Starting with offset 1 = row sums of triangle A153345. - Gary W. Adamson, Dec 24 2008

From Charlie Marion, Jan 07 2009: (Start)

In general, denominators, a(k,n) and numerators, b(k,n), of continued fraction convergents to sqrt((k+1)/k) may be found as follows:

let a(k,0) = 1, a(k,1) = 2k; for n > 0, a(k,2n) = 2*a(k,2n-1) + a(k,2n-2)

and a(k,2n+1) = (2k)*a(k,2n) + a(k,2n-1);

let b(k,0) = 1, b(k,1) = 2k+1; for n > 0, b(k,2n) = 2*b(k,2n-1) + b(k,2n-2)

and b(k,2n+1) = (2k)*b(k,2n) + b(k,2n-1).

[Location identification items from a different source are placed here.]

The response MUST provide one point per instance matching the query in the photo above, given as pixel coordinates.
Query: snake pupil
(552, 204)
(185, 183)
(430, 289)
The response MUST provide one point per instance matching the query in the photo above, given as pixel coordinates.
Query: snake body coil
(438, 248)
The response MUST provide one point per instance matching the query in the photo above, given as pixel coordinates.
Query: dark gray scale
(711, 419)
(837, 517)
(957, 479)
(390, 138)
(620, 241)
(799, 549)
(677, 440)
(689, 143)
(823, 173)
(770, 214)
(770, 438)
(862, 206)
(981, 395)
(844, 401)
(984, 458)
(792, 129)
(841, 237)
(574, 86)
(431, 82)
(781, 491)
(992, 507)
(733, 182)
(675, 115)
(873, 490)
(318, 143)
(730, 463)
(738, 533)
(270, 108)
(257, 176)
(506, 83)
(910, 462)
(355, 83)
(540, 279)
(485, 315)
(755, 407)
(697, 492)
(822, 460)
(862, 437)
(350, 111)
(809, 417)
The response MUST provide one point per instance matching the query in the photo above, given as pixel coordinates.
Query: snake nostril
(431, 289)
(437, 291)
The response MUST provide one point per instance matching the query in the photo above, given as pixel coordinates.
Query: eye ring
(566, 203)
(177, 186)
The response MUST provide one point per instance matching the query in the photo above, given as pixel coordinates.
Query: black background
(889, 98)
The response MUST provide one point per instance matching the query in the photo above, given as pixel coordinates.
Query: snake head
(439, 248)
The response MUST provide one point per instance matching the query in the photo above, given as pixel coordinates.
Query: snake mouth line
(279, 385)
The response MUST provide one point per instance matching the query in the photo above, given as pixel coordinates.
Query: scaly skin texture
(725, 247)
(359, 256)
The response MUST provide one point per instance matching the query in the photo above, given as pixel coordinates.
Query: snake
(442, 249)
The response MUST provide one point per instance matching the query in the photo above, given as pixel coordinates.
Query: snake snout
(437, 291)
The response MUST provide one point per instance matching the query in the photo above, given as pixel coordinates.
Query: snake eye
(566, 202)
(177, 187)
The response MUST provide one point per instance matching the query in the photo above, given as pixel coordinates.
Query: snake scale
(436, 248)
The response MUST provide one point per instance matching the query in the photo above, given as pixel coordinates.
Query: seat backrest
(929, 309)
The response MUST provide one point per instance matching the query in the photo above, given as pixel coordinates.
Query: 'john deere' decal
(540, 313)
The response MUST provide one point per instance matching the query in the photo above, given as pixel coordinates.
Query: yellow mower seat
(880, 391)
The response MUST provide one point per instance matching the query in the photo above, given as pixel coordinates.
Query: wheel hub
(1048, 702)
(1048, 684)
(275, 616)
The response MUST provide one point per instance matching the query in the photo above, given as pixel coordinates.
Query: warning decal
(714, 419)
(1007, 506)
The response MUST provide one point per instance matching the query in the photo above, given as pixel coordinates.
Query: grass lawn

For example, the convergents to sqrt(2/1) start 1/1, 3/2, 7/5, 17/12, 41/29.

In general, if a(k,n) and b(k,n) are the denominators and numerators, respectively, of continued fraction convergents to sqrt((k+1)/k) as defined above, then

k*a(k,2n)^2 - a(k,2n-1)*a(k,2n+1) = k = k*a(k,2n-2)*a(k,2n) - a(k,2n-1)^2 and

b(k,2n-1)*b(k,2n+1) - k*b(k,2n)^2 = k+1 = b(k,2n-1)^2 - k*b(k,2n-2)*b(k,2n);

for example, if k=1 and n=3, then a(1,n) = a(n+1) and

1*a(1,6)^2 - a(1,5)*a(1,7) = 1*169^2 - 70*408 = 1;

1*a(1,4)*a(1,6) - a(1,5)^2 = 1*29*169 - 70^2 = 1;

b(1,5)*b(1,7) - 1*b(1,6)^2 = 99*577 - 1*239^2 = 2;

b(1,5)^2 - 1*b(1,4)*b(1,6) = 99^2 - 1*41*239 = 2.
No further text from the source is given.